Back in the day, I loved that movie “White Nights.” What more could a movie do to pander to GenXer fears around the Cold War? Plus, I had enormous teenage tingly feelings for Gregory Hines (I can confess I actually got to meet him once and he was even more handsome in person, and also a true gentleman). Mikhail Baryshnikov was not exactly hard to look at either. But I’m wandering off topic…

That scene where Baryshnikov’s character, a defector from Russia, realizes the airplane is going to make a crash landing in Siberia had a big impact on me. As he’s tearing up his passport and flushing it down the toilet, I was terrified. When the inevitable straight out of central casting KGB agents arrived to harass our hero, I just knew that was EXACTLY how it really was. This was more documentary than fiction, right? <*smirk*>

It was with all of these thoughts and fears that I boarded a plane headed for the Czech Republic. Of course what I found when I landed was a beautiful country and very kind people.

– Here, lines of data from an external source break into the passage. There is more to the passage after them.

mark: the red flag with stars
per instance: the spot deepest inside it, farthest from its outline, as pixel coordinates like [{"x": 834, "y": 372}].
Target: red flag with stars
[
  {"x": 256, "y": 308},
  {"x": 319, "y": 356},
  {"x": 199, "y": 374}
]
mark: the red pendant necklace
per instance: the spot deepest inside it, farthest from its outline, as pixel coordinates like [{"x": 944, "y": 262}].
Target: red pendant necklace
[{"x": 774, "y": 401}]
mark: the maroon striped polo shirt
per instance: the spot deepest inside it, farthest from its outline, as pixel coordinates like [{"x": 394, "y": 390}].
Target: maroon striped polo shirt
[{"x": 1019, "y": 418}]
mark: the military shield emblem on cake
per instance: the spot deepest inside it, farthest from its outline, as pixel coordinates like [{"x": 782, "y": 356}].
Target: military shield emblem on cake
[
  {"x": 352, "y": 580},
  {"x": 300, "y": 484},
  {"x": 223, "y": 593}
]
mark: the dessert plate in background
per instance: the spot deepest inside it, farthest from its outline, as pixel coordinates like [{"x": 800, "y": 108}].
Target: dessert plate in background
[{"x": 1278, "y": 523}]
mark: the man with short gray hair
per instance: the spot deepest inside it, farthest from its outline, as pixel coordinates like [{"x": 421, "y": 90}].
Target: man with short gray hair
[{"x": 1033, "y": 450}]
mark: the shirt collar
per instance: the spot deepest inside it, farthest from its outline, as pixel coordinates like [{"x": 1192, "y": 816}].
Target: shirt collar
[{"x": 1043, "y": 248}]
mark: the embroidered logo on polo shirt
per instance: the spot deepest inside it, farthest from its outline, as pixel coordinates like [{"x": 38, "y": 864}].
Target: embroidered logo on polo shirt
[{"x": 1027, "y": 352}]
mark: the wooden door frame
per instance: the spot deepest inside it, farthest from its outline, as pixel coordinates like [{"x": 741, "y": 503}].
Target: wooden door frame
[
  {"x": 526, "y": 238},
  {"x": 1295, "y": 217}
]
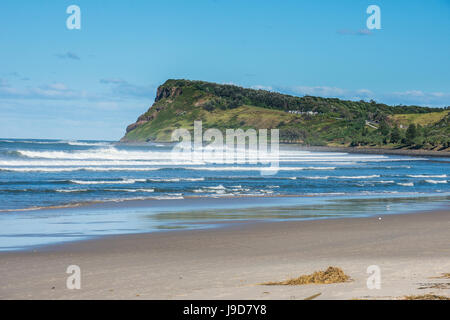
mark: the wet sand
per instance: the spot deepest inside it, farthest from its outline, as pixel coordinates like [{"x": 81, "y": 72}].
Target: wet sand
[{"x": 230, "y": 262}]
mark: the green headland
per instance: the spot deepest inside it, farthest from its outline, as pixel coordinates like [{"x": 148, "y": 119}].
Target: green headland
[{"x": 308, "y": 120}]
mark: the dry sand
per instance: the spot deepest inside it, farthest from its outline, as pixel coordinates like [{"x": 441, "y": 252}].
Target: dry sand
[{"x": 231, "y": 262}]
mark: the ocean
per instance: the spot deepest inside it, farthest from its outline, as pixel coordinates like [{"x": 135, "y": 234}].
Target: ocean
[{"x": 53, "y": 191}]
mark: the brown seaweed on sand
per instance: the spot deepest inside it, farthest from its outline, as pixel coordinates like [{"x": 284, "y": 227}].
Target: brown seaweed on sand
[{"x": 331, "y": 275}]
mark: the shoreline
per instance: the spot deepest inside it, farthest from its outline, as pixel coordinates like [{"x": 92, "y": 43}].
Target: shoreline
[{"x": 232, "y": 262}]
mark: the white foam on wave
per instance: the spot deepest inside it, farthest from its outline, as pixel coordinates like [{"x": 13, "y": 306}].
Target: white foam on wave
[
  {"x": 71, "y": 169},
  {"x": 357, "y": 177},
  {"x": 436, "y": 181},
  {"x": 124, "y": 181},
  {"x": 427, "y": 175},
  {"x": 406, "y": 184},
  {"x": 71, "y": 190},
  {"x": 130, "y": 190},
  {"x": 232, "y": 168}
]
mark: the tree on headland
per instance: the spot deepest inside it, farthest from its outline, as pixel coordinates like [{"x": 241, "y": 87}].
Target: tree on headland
[
  {"x": 411, "y": 134},
  {"x": 395, "y": 135}
]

My first foray into the center of the city of Prague was to attend a formal dinner at the historic Rudolfinum. One of my coworkers who knew her way around suggested we get off the Metro a couple stops early and walk about half a mile to the venue. Well of course, I was excited at this very idea. My first real exposure to the heart and soul of Prague.

I was immediately enchanted by the lumpy cobblestone streets and the very old buildings. We soon came across an odd building with four statues over the entrance depicting what appeared to be, to my eye anyway, communist era workers. The kind of thick neck and heavy features you’d find in a Diego Rivera painting.



A very bad screen grab from Google maps because I didn’t take a photo while there

I had kind of a “holy shit, look at that” moment and kept walking. There was a remnant of Soviet era Prague right there. Right there!

As we kept walking my eyes landed on souvenir shops with colorful marionettes, crystal shops, many pubs, restaurants and even a big ol’ Burger King, and I knew that it was okay. I was not somewhere I wasn’t supposed to be. I didn’t need to rip up my passport and toss it into the murky blue waters of an airplane toilet.

No, rather, I was exactly where I needed to be. Instead of fear I felt proud that my ten New Mexico bred toes felt the pulse and music and life of one of deep Europe’s most beautiful cities.

Now, in hindsight, of course I was being ridiculous. I mean, my brother has traveled right into the heart of Moscow, Americans are free to visit Cuba, and Dennis Rodman gets to visit his bestie in North Korea. It’s a different world and a different view.

At the end of the day, it turned out that the Russians did (and do) love their children too.